If you are a bacon lover but suffer from acid reflux, there are ways to still enjoy this food without experiencing discomfort. Opt for leaner cuts of bacon and cook it until it is crispy to reduce its fat content. Pair your bacon with non-acidic foods like eggs or whole wheat toast. It’s also important to limit your intake of bacon and other processed meats to reduce your risk of developing cancer and other health issues.
Gout And Bacon Consumption
Gout is a type of arthritis that occurs when there is an excess of uric acid in the body, leading to the formation of crystals in the joints and tissues. Bacon consumption can be a trigger for gout attacks due to its high purine content. Purines are broken down into uric acid, which can accumulate in the joints and cause inflammation and pain.
While bacon consumption alone may not cause gout, it can contribute to an increased risk of developing the condition. Patients with gout should limit their consumption of high-purine foods, including bacon, to prevent flare-ups. It is recommended that patients with gout avoid meats such as bacon, turkey, veal, venison, and organ meats like liver.
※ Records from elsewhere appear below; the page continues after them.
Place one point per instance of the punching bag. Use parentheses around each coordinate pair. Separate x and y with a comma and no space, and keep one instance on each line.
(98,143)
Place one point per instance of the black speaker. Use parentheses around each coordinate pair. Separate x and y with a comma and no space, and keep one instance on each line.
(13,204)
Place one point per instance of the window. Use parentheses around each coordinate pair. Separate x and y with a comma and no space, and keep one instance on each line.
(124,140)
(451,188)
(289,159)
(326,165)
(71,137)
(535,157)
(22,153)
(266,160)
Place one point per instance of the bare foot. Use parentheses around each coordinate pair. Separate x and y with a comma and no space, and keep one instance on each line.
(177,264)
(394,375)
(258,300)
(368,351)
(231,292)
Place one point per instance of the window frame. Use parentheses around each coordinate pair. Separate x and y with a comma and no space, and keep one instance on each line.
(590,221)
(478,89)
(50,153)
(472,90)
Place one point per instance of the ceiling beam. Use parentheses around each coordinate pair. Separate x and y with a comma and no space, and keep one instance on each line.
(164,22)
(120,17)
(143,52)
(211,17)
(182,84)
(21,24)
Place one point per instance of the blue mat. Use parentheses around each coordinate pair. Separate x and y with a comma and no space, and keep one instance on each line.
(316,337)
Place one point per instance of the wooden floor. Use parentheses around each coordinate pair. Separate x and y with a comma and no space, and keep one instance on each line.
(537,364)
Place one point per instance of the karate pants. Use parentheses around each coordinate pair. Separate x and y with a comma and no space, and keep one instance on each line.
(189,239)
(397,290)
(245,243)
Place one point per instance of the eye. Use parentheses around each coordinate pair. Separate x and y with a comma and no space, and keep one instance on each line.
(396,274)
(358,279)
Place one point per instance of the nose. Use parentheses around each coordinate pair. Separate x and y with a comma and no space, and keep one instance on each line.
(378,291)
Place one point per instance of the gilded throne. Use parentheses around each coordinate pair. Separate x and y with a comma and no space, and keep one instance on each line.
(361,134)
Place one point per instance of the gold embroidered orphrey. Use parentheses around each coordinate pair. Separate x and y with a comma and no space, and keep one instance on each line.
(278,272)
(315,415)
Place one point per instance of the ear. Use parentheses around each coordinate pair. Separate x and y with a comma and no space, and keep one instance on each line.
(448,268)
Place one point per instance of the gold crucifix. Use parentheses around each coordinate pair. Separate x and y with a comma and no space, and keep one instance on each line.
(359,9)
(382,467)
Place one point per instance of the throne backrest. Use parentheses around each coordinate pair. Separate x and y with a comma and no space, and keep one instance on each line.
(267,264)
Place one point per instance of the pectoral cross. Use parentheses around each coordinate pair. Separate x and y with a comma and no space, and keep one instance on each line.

In addition to its high purine content, bacon is also high in fat and sodium, which can contribute to weight gain and high blood pressure. These conditions can exacerbate gout symptoms and increase the risk of developing other health problems.
To reduce the risk of gout attacks, patients should limit their consumption of bacon and other high-purine foods. Instead, they should focus on consuming low-fat dairy foods, complex carbohydrates, coffee, and fruits (especially citrus). Drinking plenty of fluids from a variety of sources such as water, non-sweetened juice, tea, and coffee is also beneficial for managing gout symptoms.
It is important for patients with gout to work closely with their healthcare providers to develop a personalized treatment plan that includes both medication and dietary modifications. By making lifestyle changes and taking prescribed medications as directed, patients with gout can manage their symptoms and improve their overall quality of life.
Minimizing Your Risk Of Getting Sick From Bacon
If you want to continue enjoying bacon but minimize your risk of getting sick, there are several steps you can take. First and foremost, always cook your bacon thoroughly. Cooking bacon to a temperature of 145 degrees Fahrenheit will kill most bacteria and parasites that may be present. It’s also important to avoid overcooking your bacon, as this can increase its acidity and promote inflammation in your stomach and esophagus.
When purchasing bacon, look for options that are nitrate-free or contain lower levels of nitrates. Nitrate-free bacon is often labeled as “uncured” or “no nitrate or nitrite added.” However, be aware that some of these products may still contain high levels of nitrates from natural sources such as celery juice or powder.
Consider reducing your overall consumption of processed meats, including bacon. Try incorporating other protein sources into your diet, such as lean cuts of pork, chicken, fish, or plant-based options like tofu or beans. If you do choose to eat bacon, enjoy it in moderation and balance it with plenty of fruits, vegetables, and whole grains.